AN Nesmeyanov Institute of Organoelement Compounds, Russian Academy of Sciences, Vavilova str 28, 119991 Moscow, Russia.
Eur J Med Chem. 2010 Mar;45(3):992-1000. doi: 10.1016/j.ejmech.2009.11.041. Epub 2009 Nov 26.
In order to design the agents with improved antitumor activity of 3,5-bis(thienylidene)piperid-4-one type, E,E-N-phosphoryl-3,5-bis(thienylidene)piperid-4-ones 6a-c and E,E-N-omega-phosphorylalkyl-3,5-bis-(thienylidene)piperid-4-ones 7a-c were obtained via the direct phosphorylation of the parent NH-3,5-bis(thienylidene)piperid-4-one and by condensation of preformed N-phosphorylalkyl substituted piperidones with thiophene 2-carbaldehyde, respectively. The structures of the compounds were elucidated by (1)H, (31)P, (13)C NMR along with a single crystal X-ray diffraction analysis. Under the action of visible light thermodynamically more stable E,E-isomers slowly undergo photochemical conversion in CDCl(3) solution to the corresponding E,Z-isomers and E,Z-N-methyl-3,5-bis(thienylidene)piperid-4-one 5 was isolated in individual state. The importance of phosphorylation for cytotoxic properties of 3,5-bis(thienylidene)piperid-4-ones towards human carcinoma cell lines Caov3, Scov3, and A549 and influence of olefin configuration on antitumor activity were demonstrated.

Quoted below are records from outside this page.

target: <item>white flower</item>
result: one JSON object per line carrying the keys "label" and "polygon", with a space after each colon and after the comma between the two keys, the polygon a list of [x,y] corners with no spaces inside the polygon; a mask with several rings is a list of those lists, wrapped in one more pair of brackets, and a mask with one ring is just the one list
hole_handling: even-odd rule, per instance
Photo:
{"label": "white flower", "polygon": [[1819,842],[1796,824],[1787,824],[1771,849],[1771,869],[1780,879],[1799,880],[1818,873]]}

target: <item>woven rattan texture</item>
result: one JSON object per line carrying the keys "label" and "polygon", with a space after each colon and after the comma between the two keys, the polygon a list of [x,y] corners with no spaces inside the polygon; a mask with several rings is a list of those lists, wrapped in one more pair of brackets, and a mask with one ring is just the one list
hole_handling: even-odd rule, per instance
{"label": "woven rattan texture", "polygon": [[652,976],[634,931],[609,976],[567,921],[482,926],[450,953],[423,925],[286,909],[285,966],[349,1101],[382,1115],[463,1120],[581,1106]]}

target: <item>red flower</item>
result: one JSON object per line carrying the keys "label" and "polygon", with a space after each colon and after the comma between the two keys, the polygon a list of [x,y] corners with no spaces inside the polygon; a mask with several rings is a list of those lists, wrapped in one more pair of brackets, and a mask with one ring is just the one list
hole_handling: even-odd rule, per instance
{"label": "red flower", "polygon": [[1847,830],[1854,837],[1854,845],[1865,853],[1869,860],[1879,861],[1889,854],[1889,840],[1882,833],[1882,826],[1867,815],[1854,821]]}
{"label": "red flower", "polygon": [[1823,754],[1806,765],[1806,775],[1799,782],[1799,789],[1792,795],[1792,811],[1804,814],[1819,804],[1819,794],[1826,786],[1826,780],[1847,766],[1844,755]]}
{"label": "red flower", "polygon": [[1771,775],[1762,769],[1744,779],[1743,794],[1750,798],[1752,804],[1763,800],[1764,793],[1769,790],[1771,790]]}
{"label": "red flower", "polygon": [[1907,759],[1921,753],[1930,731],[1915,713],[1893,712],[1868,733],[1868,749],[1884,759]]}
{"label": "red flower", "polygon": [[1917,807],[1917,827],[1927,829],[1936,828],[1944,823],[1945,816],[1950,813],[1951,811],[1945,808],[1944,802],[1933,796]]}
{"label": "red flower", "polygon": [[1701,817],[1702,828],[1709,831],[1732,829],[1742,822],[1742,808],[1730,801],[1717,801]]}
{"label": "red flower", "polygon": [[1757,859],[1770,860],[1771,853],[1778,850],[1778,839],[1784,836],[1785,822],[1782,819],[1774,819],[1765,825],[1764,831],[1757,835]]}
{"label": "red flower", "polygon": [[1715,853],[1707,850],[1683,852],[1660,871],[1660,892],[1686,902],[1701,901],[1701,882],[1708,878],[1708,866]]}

为了设计具有改进的 3,5-双(噻吩亚基)哌啶-4-酮型抗肿瘤活性的试剂,通过母体 NH-3,5-双(噻吩亚基)哌啶-4-酮的直接磷酸化和预形成的 N-膦基取代的哌啶酮与噻吩-2-甲醛的缩合,分别得到 E,E-N-膦酰基-3,5-双(噻吩亚基)哌啶-4-ones 6a-c 和 E,E-N-ω-膦酰基烷基-3,5-双(噻吩亚基)哌啶-4-ones 7a-c。通过(1)H、(31)P、(13)C NMR 以及单晶 X 射线衍射分析确定了化合物的结构。在可见光的作用下,热力学上更稳定的 E,E-异构体在 CDCl3 溶液中缓慢经历光化学转化为相应的 E,Z-异构体,并且以单独的状态分离出 E,Z-N-甲基-3,5-双(噻吩亚基)哌啶-4-one 5。证明了 3,5-双(噻吩亚基)哌啶-4-酮的磷酸化对人癌细胞系 Caov3、Scov3 和 A549 的细胞毒性性质的重要性,以及烯烃构型对抗肿瘤活性的影响。